Search code examples
mysqlsqlaggregate-functionssql-function

I can't find the issue with this SQL funtion


Here is the code of the (My)SQL function (it works outside of the function), but I can't manage to save it as a function for further reuse...

This is an example of the working query:

SELECT
  (
    SUM(Items_Available * Store_Sales) - (SUM(Items_Available) * SUM(Store_Sales)) / COUNT(*)
  ) / (
    SQRT(
      SUM(Items_Available * Items_Available) - (SUM(Items_Available) * SUM(Items_Available)) / COUNT(*)
    ) * SQRT(
      SUM(Store_Sales * Store_Sales) - (SUM(Store_Sales) * SUM(Store_Sales)) / COUNT(*)
    )
  ) as pearson_r
FROM
  store_sales

I've extracted the business logic into this UDF:

DELIMITER $$
DROP FUNCTION IF EXISTS PEARSON_R $$
CREATE FUNCTION PEARSON_R(X INT, Y INT) RETURNS FLOAT DETERMINISTIC
BEGIN
  
  RETURN (SUM(X * Y) - (SUM(X) * SUM(Y)) / COUNT(*)) / (SQRT(SUM(X * X) - (SUM(X) * SUM(X)) / COUNT(*)) * SQRT(SUM(Y * Y) - (SUM(Y) * SUM(Y)) / COUNT(*)));
END$$
DELIMITER ;

When I try to execute this code in command line, I get this useless error message:

> SELECT PEARSON_R(Items_Available, Store_Sales) FROM store_sales;

ERROR 1111 (HY000): Invalid use of group function

Do you have any idea?

I tried to simplify a lot the function but once I use a group function, I have this error.


Solution

  • The main problem is that your function refers to aggregate functions : COUNT, SUM... These are not valid in the scope of the function, that cannot refer, infer, or even assume anything about the context of the calling query.

    In my opinion the function code should not even compile (but it does) ; we can reproduce the issue with just:

    select PEARSON_R (1, 2);
    Error: ER_INVALID_GROUP_FUNC_USE: Invalid use of group function
    

    If you want to move some of the logic to a function, then it would need to take each and every aggregate value as an argument.
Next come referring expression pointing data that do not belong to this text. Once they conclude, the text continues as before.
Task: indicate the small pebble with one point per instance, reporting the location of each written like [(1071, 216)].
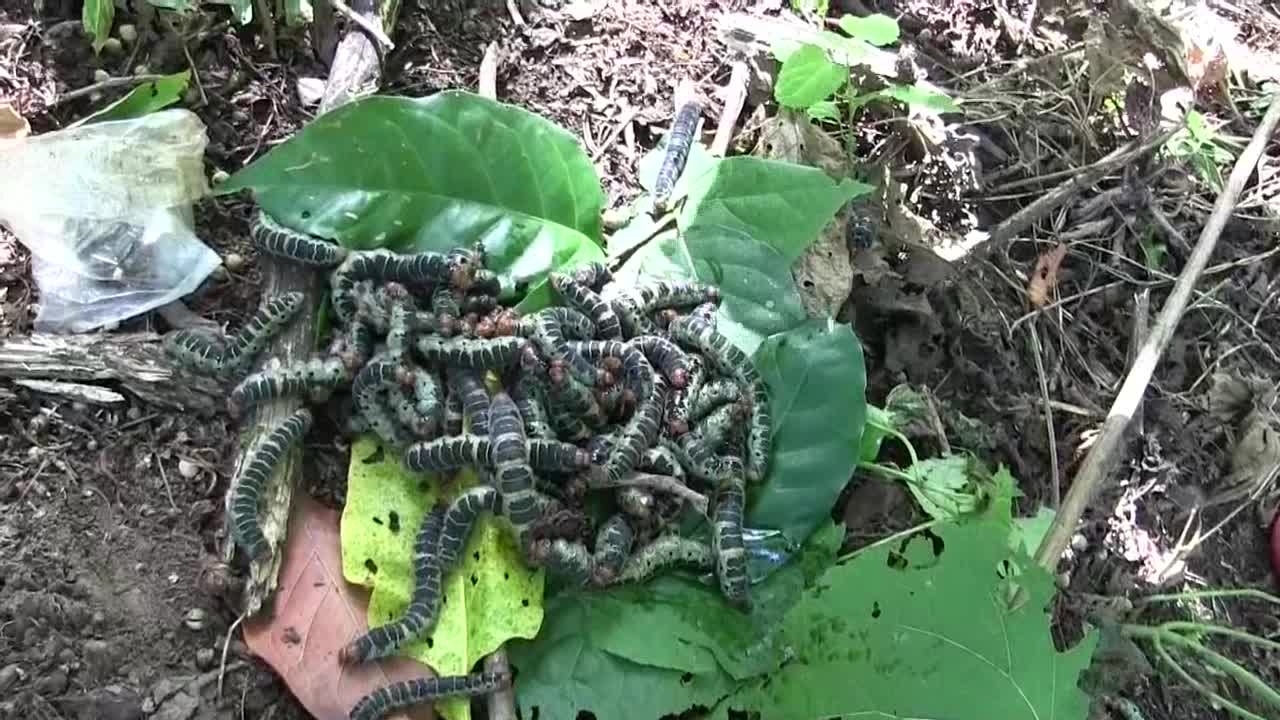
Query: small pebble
[(187, 469), (196, 619), (9, 677)]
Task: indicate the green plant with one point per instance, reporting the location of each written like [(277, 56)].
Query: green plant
[(816, 76), (736, 222)]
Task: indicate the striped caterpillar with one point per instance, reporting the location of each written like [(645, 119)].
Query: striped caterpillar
[(664, 552), (727, 543), (248, 486), (205, 352), (680, 140), (424, 602), (695, 333), (612, 548), (585, 300), (512, 474), (452, 452), (407, 693), (470, 354), (274, 238)]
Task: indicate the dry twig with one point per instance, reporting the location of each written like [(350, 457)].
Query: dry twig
[(1101, 456)]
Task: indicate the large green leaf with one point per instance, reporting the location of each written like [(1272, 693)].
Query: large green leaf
[(97, 16), (433, 174), (600, 647), (910, 633), (489, 597), (808, 77), (146, 98), (817, 390), (781, 204)]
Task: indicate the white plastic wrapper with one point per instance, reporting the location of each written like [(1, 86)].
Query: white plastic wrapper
[(106, 213)]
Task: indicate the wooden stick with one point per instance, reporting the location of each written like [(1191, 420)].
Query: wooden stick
[(1096, 465), (132, 360), (356, 69)]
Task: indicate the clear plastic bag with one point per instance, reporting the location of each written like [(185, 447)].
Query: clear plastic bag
[(106, 213)]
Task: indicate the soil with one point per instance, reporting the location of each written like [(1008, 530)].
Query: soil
[(112, 515)]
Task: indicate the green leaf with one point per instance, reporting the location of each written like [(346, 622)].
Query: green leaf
[(489, 597), (437, 173), (600, 647), (817, 392), (782, 204), (808, 77), (944, 486), (97, 16), (144, 99), (908, 633), (920, 99), (878, 30)]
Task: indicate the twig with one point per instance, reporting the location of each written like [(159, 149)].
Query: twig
[(1097, 463), (735, 96), (374, 31), (1079, 180), (109, 83), (627, 118), (502, 703), (488, 85)]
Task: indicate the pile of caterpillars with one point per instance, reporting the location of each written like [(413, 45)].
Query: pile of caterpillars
[(603, 393)]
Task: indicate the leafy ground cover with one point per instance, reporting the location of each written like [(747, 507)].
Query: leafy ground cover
[(955, 383)]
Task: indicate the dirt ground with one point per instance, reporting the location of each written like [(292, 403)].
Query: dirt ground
[(112, 516)]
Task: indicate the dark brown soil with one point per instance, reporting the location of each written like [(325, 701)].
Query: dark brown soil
[(113, 516)]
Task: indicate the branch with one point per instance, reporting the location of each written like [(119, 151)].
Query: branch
[(1101, 456)]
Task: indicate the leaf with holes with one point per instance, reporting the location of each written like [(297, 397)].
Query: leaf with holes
[(489, 597), (315, 614), (924, 632), (437, 173)]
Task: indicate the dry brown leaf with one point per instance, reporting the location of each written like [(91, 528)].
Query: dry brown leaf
[(13, 126), (316, 613), (1045, 278)]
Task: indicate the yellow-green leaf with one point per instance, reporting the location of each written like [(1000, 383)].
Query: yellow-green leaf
[(489, 597)]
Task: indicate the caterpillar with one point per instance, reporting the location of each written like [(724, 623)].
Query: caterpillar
[(470, 354), (612, 547), (424, 602), (547, 328), (570, 561), (667, 356), (314, 378), (632, 318), (664, 552), (570, 396), (274, 238), (458, 519), (407, 693), (711, 396), (638, 434), (696, 333), (426, 397), (593, 276), (636, 502), (727, 545), (676, 154), (475, 399), (248, 487), (585, 300), (512, 474), (722, 424)]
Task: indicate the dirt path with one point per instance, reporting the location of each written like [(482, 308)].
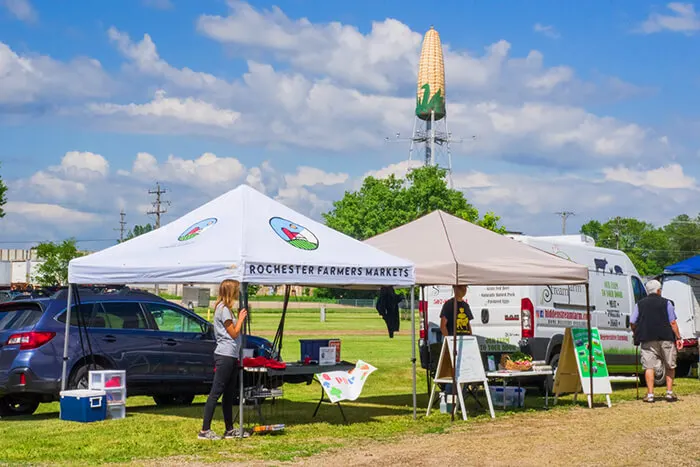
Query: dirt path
[(631, 433)]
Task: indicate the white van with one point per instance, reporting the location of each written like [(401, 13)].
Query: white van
[(533, 318)]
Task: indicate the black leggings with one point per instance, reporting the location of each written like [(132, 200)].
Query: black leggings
[(226, 383)]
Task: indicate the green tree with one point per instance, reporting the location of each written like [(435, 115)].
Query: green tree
[(683, 233), (138, 230), (55, 257), (383, 204), (3, 197)]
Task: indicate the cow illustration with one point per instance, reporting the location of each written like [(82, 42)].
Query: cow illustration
[(600, 264)]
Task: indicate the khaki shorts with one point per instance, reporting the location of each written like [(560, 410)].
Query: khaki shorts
[(657, 353)]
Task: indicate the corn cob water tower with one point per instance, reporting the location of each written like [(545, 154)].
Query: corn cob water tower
[(430, 126)]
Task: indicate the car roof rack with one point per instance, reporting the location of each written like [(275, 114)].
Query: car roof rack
[(101, 290)]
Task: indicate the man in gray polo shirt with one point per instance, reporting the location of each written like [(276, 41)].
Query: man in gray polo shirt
[(654, 326)]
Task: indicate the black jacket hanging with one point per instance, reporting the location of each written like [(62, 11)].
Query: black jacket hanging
[(388, 308)]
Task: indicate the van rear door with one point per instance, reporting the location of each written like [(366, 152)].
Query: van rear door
[(695, 287)]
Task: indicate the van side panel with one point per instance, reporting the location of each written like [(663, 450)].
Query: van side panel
[(611, 299)]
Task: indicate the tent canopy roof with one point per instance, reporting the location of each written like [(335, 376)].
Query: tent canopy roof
[(689, 266), (447, 250), (243, 235)]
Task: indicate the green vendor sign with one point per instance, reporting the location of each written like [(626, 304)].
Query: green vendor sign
[(600, 368)]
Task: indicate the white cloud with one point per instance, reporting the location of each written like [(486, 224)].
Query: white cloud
[(386, 58), (547, 30), (557, 133), (667, 177), (187, 110), (264, 178), (52, 213), (207, 169), (55, 187), (310, 176), (158, 4), (337, 50), (21, 9), (400, 169), (528, 202), (144, 58), (78, 165), (472, 179), (683, 18), (41, 79)]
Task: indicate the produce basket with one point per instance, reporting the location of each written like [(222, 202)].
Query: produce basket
[(519, 365)]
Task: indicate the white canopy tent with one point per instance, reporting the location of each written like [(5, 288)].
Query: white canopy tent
[(447, 250), (246, 236), (241, 235)]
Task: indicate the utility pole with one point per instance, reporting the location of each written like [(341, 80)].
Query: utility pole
[(157, 211), (158, 204), (564, 216), (122, 225)]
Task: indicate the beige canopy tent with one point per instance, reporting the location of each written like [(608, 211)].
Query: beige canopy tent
[(447, 250)]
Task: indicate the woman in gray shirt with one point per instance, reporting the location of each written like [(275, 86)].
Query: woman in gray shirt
[(227, 330)]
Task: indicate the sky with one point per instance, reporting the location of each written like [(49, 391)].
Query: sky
[(586, 107)]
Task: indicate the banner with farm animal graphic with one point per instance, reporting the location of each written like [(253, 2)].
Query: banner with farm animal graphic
[(346, 385)]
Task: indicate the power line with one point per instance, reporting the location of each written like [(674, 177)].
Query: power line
[(122, 225), (564, 216), (44, 241), (158, 209)]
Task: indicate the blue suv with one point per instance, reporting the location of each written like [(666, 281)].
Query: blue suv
[(166, 350)]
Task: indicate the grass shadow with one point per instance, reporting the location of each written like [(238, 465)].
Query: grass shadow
[(289, 411)]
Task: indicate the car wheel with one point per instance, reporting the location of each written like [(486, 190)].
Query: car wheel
[(554, 363), (164, 400), (11, 406), (79, 378), (183, 399), (659, 377)]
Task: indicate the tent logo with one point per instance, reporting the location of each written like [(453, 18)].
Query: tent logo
[(294, 234), (196, 229)]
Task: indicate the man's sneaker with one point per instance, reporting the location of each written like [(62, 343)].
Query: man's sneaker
[(210, 435), (235, 433)]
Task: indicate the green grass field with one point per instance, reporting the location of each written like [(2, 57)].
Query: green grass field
[(383, 412)]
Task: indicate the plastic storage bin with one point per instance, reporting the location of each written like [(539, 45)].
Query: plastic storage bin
[(107, 379), (115, 412), (310, 348), (115, 396), (83, 405), (515, 397)]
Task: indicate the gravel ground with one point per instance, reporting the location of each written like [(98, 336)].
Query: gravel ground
[(629, 433)]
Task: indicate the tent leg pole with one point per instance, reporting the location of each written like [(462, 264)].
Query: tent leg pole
[(590, 341), (454, 355), (66, 338), (413, 347), (242, 303)]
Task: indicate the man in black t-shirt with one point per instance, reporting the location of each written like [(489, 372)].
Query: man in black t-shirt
[(464, 314)]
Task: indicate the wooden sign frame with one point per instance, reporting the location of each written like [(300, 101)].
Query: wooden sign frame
[(468, 355), (569, 377)]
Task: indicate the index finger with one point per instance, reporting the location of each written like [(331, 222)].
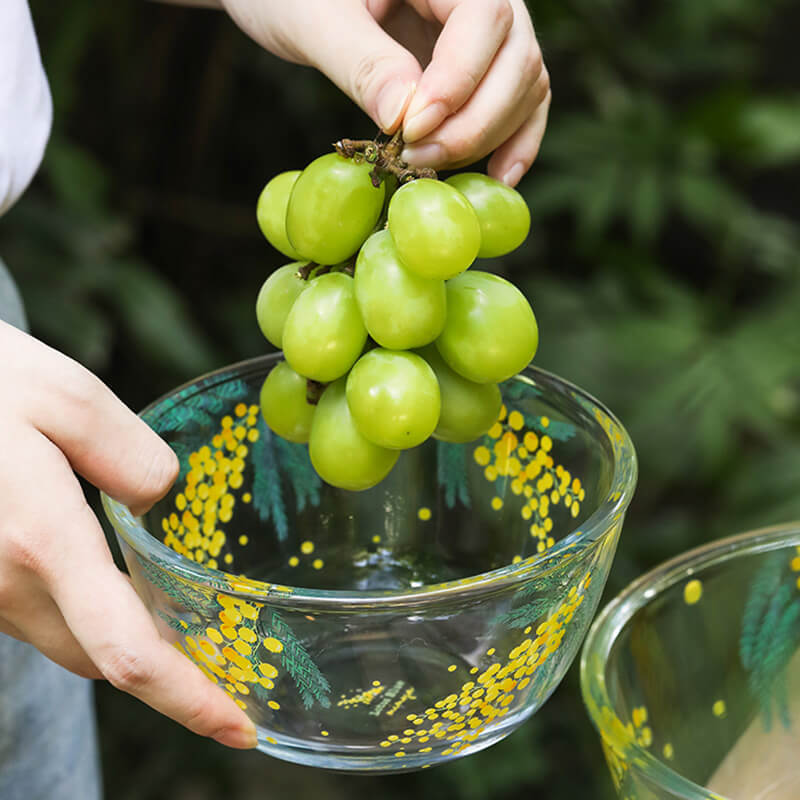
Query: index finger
[(473, 32), (115, 630)]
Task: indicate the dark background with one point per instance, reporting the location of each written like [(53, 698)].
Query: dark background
[(663, 266)]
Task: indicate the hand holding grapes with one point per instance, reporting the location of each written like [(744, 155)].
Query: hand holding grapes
[(464, 78)]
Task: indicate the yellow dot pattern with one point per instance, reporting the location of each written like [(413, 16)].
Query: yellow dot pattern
[(363, 697), (195, 529), (524, 458), (692, 592), (227, 652), (458, 719)]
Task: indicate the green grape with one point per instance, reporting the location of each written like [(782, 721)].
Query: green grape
[(491, 332), (394, 398), (340, 454), (400, 309), (275, 300), (332, 209), (283, 403), (502, 212), (434, 228), (469, 409), (271, 212), (324, 333)]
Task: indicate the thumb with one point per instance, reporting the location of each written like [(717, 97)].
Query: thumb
[(364, 61)]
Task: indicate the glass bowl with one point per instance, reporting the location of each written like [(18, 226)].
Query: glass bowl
[(692, 674), (394, 628)]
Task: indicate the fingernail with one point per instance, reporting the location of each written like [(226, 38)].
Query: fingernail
[(392, 102), (425, 121), (240, 738), (425, 155), (514, 175)]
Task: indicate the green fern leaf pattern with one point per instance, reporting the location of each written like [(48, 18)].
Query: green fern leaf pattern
[(764, 585), (514, 391), (186, 628), (524, 615), (202, 602), (267, 495), (770, 636), (310, 682), (296, 466), (451, 472)]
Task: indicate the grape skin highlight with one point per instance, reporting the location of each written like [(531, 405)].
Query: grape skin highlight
[(340, 454), (324, 333), (401, 310)]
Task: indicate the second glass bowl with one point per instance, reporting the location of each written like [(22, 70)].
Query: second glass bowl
[(692, 674)]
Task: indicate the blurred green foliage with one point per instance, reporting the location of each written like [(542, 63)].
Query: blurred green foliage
[(664, 267)]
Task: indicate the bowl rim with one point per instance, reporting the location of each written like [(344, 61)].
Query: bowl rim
[(613, 619), (594, 528)]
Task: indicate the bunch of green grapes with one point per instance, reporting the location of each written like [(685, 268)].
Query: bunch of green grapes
[(388, 336)]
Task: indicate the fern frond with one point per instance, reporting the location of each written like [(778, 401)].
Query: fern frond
[(763, 586), (295, 464), (524, 615), (451, 473), (267, 495), (310, 682)]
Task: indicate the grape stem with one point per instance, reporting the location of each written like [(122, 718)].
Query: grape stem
[(385, 155), (313, 270), (314, 390)]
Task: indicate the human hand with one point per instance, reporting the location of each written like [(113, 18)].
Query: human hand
[(59, 588), (484, 87)]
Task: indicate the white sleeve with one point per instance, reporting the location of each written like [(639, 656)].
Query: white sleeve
[(26, 109)]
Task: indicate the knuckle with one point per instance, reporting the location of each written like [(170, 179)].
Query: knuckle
[(464, 145), (373, 70), (503, 15), (196, 719), (532, 65), (24, 552), (78, 386), (161, 470), (543, 84), (124, 669)]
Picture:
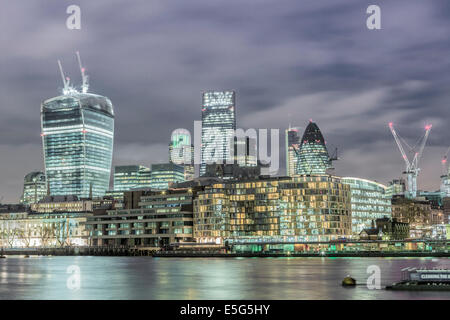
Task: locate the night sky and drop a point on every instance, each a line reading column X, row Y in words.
column 289, row 61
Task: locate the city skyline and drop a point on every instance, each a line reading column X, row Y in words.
column 351, row 100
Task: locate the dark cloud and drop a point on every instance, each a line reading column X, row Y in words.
column 289, row 61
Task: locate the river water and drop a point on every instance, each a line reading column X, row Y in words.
column 203, row 278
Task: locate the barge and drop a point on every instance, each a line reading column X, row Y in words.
column 423, row 280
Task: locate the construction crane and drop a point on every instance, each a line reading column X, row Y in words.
column 412, row 167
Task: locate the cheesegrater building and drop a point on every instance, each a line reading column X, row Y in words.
column 218, row 127
column 77, row 138
column 292, row 143
column 34, row 188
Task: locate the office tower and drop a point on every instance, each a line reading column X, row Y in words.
column 34, row 188
column 165, row 174
column 77, row 138
column 245, row 152
column 369, row 202
column 313, row 156
column 181, row 152
column 301, row 208
column 292, row 144
column 218, row 127
column 131, row 177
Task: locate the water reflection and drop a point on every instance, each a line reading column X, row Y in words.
column 202, row 278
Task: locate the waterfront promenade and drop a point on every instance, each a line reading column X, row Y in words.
column 360, row 248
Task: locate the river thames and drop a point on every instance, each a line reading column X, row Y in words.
column 204, row 278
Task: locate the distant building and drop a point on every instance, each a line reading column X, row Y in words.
column 292, row 145
column 34, row 188
column 218, row 127
column 165, row 174
column 232, row 171
column 392, row 229
column 435, row 198
column 181, row 152
column 313, row 157
column 369, row 202
column 245, row 152
column 446, row 209
column 77, row 137
column 151, row 219
column 131, row 177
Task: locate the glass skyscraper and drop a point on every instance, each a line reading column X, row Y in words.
column 313, row 156
column 131, row 177
column 181, row 152
column 292, row 140
column 218, row 127
column 77, row 137
column 164, row 174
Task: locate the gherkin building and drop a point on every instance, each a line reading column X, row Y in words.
column 313, row 156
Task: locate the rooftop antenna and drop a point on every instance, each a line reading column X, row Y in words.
column 84, row 77
column 66, row 80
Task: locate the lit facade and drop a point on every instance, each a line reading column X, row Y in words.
column 303, row 208
column 292, row 145
column 181, row 152
column 58, row 204
column 77, row 137
column 131, row 177
column 313, row 155
column 218, row 127
column 165, row 174
column 369, row 202
column 153, row 219
column 396, row 187
column 417, row 213
column 34, row 188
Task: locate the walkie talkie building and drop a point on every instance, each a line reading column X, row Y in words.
column 313, row 156
column 77, row 138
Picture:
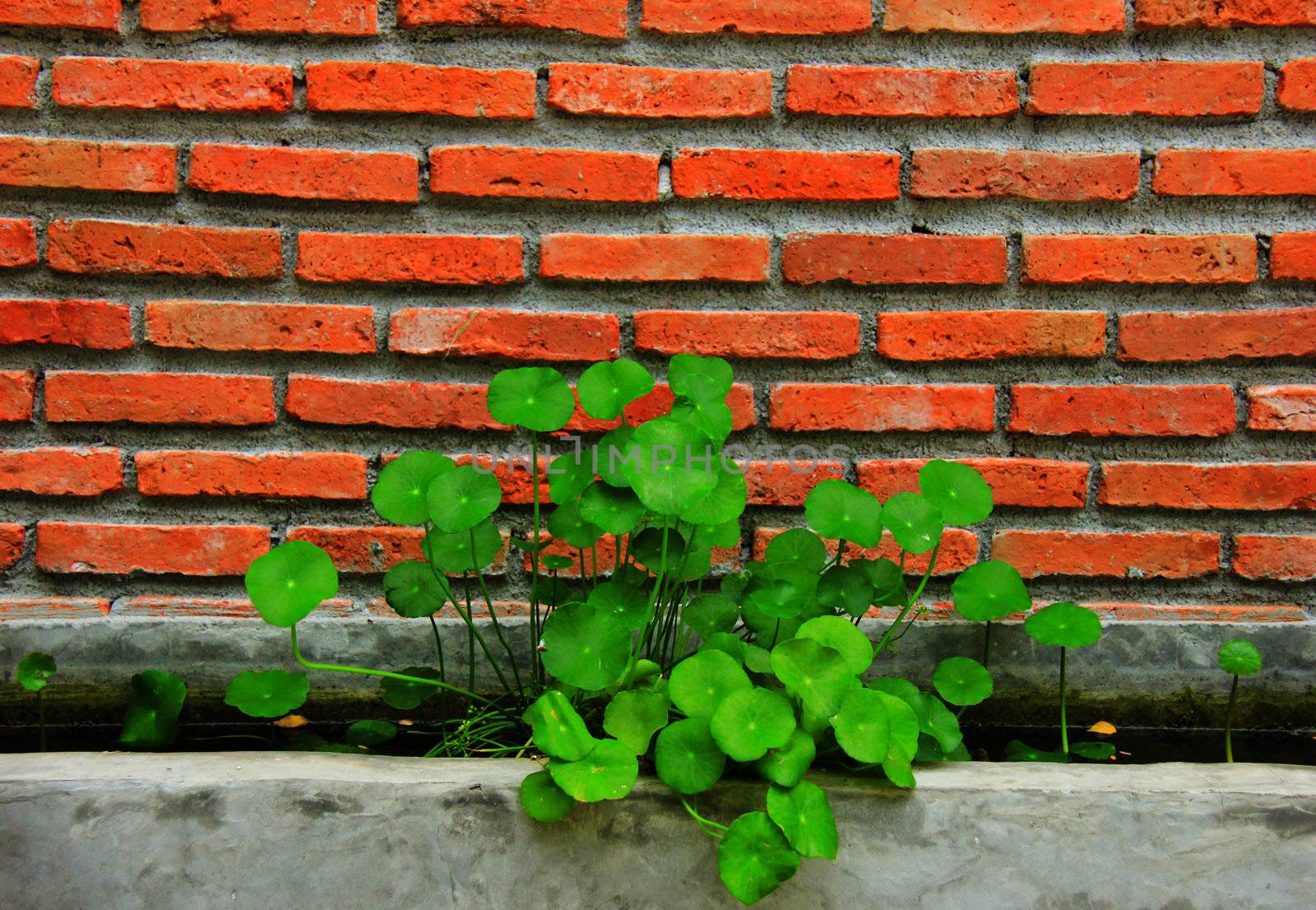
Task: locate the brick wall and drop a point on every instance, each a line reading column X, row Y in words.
column 250, row 249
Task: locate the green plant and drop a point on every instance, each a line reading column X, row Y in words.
column 1237, row 657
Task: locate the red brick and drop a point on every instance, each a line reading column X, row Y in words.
column 90, row 15
column 749, row 335
column 379, row 177
column 642, row 91
column 54, row 471
column 1161, row 337
column 98, row 248
column 883, row 91
column 1129, row 555
column 79, row 165
column 500, row 170
column 1020, row 482
column 894, row 260
column 761, row 174
column 1004, row 16
column 1221, row 13
column 1282, row 407
column 98, row 324
column 1123, row 410
column 1023, row 174
column 517, row 335
column 1276, row 557
column 341, row 17
column 19, row 81
column 1199, row 488
column 17, row 390
column 1140, row 260
column 990, row 335
column 605, row 19
column 799, row 406
column 1293, row 257
column 410, row 258
column 1296, row 89
column 17, row 243
column 105, row 82
column 289, row 327
column 757, row 16
column 160, row 398
column 444, row 91
column 655, row 257
column 1160, row 89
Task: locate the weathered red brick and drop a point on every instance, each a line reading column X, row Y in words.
column 642, row 91
column 1024, row 174
column 98, row 248
column 118, row 550
column 800, row 406
column 757, row 16
column 655, row 257
column 379, row 177
column 160, row 398
column 894, row 260
column 517, row 335
column 289, row 327
column 1282, row 407
column 605, row 19
column 107, row 82
column 341, row 17
column 19, row 81
column 990, row 335
column 885, row 91
column 1004, row 16
column 500, row 170
column 1128, row 555
column 444, row 91
column 57, row 471
column 1199, row 488
column 410, row 258
column 99, row 324
column 1157, row 89
column 1276, row 557
column 763, row 174
column 1020, row 482
column 1123, row 410
column 1140, row 258
column 1160, row 337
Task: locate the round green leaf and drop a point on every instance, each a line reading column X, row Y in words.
column 754, row 857
column 842, row 511
column 914, row 522
column 267, row 694
column 401, row 493
column 1240, row 657
column 605, row 388
column 750, row 722
column 532, row 397
column 701, row 682
column 543, row 800
column 35, row 671
column 586, row 648
column 1065, row 626
column 990, row 590
column 609, row 772
column 962, row 681
column 956, row 490
column 806, row 818
column 688, row 759
column 290, row 581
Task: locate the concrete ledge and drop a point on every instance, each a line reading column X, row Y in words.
column 257, row 831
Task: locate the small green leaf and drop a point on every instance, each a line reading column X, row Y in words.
column 290, row 581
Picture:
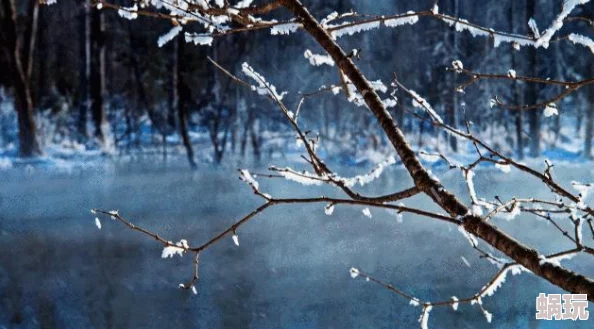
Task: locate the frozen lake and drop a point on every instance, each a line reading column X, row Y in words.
column 57, row 270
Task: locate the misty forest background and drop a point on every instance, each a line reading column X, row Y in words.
column 81, row 87
column 82, row 79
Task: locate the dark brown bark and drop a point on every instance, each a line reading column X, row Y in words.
column 28, row 144
column 520, row 253
column 589, row 122
column 30, row 38
column 531, row 92
column 85, row 69
column 518, row 122
column 98, row 75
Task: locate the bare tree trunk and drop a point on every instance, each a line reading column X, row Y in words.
column 531, row 91
column 28, row 143
column 527, row 257
column 183, row 94
column 98, row 75
column 589, row 120
column 85, row 69
column 30, row 38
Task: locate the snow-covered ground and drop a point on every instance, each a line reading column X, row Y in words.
column 291, row 269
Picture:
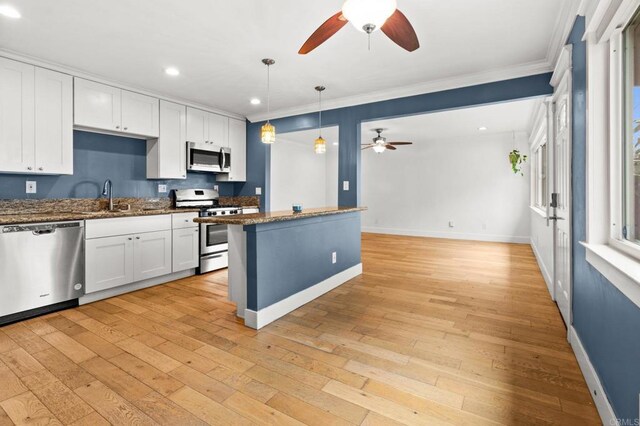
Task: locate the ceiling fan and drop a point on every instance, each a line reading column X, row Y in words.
column 367, row 16
column 380, row 143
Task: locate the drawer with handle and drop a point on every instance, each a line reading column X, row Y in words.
column 184, row 220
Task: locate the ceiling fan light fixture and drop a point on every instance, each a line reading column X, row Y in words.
column 379, row 149
column 368, row 15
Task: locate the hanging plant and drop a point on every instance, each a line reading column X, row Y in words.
column 517, row 160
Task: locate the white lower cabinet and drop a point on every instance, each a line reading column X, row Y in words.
column 186, row 248
column 140, row 250
column 109, row 262
column 151, row 255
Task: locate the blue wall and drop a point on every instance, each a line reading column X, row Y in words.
column 606, row 321
column 284, row 258
column 97, row 157
column 350, row 118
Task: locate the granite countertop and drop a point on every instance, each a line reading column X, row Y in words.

The signature would look like:

    CREATE FUNCTION PEARSON_R(
        SUM_X  INT,     -- SUM(X)
        SUM_Y  INT,     -- SUM(Y)
        SUM_XY INT,     -- SUM(X * Y)
        SUM_XX INT,     -- SUM(X * X)
        SUM_YY INT,     -- SUM(Y * Y)
        CNT    INT      -- COUNT(*)
    ) RETURNS FLOAT DETERMINISTIC    
    

    Then you would invoke it like so in the query:

    SELECT PEARSON_R(
        SUM(X),
        SUM(Y),
        SUM(X * Y),
        SUM(X * X),
        SUM(Y * Y),
        COUNT(*)
    ) as pearson_r 
    FROM store_sales;
    

    Note that you could very well use a subquery (or a lateral join) rather than a function:

    SELECT ( sum_xy - sum_x * sum_y) / ...
    FROM (
        SELECT PEARSON_R(
            SUM(X) sum_x,
            SUM(Y) sum_y,
            SUM(X * Y) sum_xy,
            SUM(X * X) sum_xx,
            SUM(Y * Y) sum_yy,
            COUNT(*) cnt
        ) as pearson_r 
        FROM store_sales
    ) t